Publié le 25 janvier 2010 par Delits

Alors que les sénateurs débattent actuellement de la libéralisation du marché des jeux d’argent et des paris sportifs en ligne, Délits d’Opinion a rencontré Jean-François Lamour, le rapporteur de ce projet de loi à l’Assemblée. Réagissant à notre analyse publiée au mois de janvier, il est revenu sur les détails de ce texte ainsi que sur les impacts que ce nouveau cadre législatif  aura pour le secteur et les parties prenantes.

Délits d’opinion : Une majorité de Français (54%) se disent au courant de la loi sur l’ouverture à la concurrence et la régulation des jeux et paris dont vous avez été rapporteur. Comment analysez-vous ce chiffre ? 

Jean-François Lamour : Ce chiffre me surprend mais confirme l’intérêt des Français pour ces questions. Cette « passion française » se trouve d’ailleurs chaque année confirmée par les chiffres d’affaires de la Française des Jeux et du PMU, seuls acteurs autorisés à proposer des paris en ligne à ce jour, mais aussi par l’importante fréquentation des casinos.

Ce chiffre souligne également le fait que les Français suivent la question de la libéralisation du marché car ils sont nombreux à s’être déjà essayés aux jeux d’argent illégaux en ligne.

 Le principal défi de la loi que nous avons voulu sera de répondre aux attentes des Français en proposant une palette de jeux à la fois riche et variée tout en veillant à la protection des individus. La situation actuelle fait la part belle aux sites illégaux derrière lesquels se cachent des acteurs eux-mêmes illégaux et c’est à ces risques que le projet de loi veut offrir une réponse.

Délits d’opinion : 4% des Français jouent à des jeux d’argent sur Internet, contre 72% pour le Loto et 69% pour les jeux de grattage. Comment expliquer un tel déferlement médiatique pour une question encore très confidentielle ? 

Jean-François Lamour : Ce chiffre est lui aussi relativement surprenant car les différentes études démontrent que les joueurs sur Internet sont entre 2 et 3 millions en France. En réalité ce chiffre indique que 4% des Français reconnaissent contrevenir à la loi en jouant sur Internet. On peut vraisemblablement penser que cette question « intrusive » a eu pour effet d’en effrayer certains.

L’emballement médiatique s’explique tout d’abord par l’attente des deux acteurs déjà en place, à savoir la Française des Jeux et le PMU. Pour eux, la loi va rebattre les cartes et impliquer des ajustements à la fois dans leur positionnement et leurs stratégies.

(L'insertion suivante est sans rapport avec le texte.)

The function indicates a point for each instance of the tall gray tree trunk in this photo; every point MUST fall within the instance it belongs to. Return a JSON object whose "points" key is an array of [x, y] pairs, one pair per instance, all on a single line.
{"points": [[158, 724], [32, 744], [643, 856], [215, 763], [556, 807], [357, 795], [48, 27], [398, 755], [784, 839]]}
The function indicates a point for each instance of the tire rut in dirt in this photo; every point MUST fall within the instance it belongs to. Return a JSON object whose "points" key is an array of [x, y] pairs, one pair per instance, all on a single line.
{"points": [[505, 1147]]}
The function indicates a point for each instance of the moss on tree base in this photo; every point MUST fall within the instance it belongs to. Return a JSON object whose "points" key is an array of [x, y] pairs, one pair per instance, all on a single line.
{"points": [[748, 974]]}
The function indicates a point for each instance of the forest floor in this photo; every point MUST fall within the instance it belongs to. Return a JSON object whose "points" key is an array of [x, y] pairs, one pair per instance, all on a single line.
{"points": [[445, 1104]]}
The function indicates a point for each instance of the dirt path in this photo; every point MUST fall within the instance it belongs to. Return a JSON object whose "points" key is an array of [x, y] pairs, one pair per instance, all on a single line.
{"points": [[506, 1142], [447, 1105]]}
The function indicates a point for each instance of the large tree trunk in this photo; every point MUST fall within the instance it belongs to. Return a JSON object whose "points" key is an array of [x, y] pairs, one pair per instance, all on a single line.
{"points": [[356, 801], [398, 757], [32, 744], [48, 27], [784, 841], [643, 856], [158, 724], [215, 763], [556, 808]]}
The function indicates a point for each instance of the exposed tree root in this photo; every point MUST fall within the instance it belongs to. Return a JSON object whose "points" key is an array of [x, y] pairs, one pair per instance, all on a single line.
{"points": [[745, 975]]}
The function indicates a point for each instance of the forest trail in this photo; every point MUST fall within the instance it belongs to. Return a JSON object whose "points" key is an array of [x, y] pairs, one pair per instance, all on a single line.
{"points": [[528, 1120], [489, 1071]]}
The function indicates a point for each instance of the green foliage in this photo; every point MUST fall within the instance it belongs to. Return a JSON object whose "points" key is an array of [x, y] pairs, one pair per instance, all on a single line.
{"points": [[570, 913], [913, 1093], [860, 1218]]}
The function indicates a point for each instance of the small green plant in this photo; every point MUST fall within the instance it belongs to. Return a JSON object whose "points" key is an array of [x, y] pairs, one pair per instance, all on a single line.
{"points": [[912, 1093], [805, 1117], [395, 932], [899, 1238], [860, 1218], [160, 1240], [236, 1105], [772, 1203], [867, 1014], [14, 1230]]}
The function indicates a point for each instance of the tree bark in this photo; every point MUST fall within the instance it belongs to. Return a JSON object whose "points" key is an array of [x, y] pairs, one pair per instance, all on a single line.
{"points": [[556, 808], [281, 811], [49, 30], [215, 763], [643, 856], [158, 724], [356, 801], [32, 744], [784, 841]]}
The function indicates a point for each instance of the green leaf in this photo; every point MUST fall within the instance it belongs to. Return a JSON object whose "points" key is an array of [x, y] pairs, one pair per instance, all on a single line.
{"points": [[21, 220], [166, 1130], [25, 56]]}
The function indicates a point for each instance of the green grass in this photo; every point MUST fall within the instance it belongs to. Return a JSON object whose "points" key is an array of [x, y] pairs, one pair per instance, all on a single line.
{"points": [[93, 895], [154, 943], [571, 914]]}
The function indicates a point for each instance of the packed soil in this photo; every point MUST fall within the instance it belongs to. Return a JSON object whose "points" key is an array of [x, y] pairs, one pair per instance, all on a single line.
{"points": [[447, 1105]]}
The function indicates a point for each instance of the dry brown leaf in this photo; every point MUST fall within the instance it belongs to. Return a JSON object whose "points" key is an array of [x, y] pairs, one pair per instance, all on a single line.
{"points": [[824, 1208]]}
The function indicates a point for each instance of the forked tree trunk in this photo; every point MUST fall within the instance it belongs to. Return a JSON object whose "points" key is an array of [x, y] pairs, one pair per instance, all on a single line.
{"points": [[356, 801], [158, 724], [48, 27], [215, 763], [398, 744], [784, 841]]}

L’autre élément qui permet d’expliquer ce buzz c’est le sujet ou plus précisément le support concerné : ici Internet. Les forums et les blogs sont nombreux à avoir abordé cette question, entrainés par les nombreuses opérations de communication des futurs acteurs du secteur qui ont bien conscience que la libéralisation du marché va entrainer la disparition de nombreux sites aujourd’hui illégaux.

Délits d’opinion : Lors du dépôt de votre projet de loi vous avez insisté sur le besoin d’interdire le jeu aux mineurs et de protéger les personnes dépendantes. En quoi la libéralisation de ce marché va-t-elle répondre à ces questions alors que les mineurs sont les premiers internautes et donc des cibles de choix ?

Jean-François Lamour : Le constat que l’on a fait c’est qu’en 2009, n’importe qui pouvait de manière simple et rapide se rendre sur un site de paris illégal, miser de l’argent et en gagner. Notre projet de loi vise à encadrer une pratique aujourd’hui illégale et risquée ; c’est donc l’opposé d’une libéralisation sauvage et désordonnée.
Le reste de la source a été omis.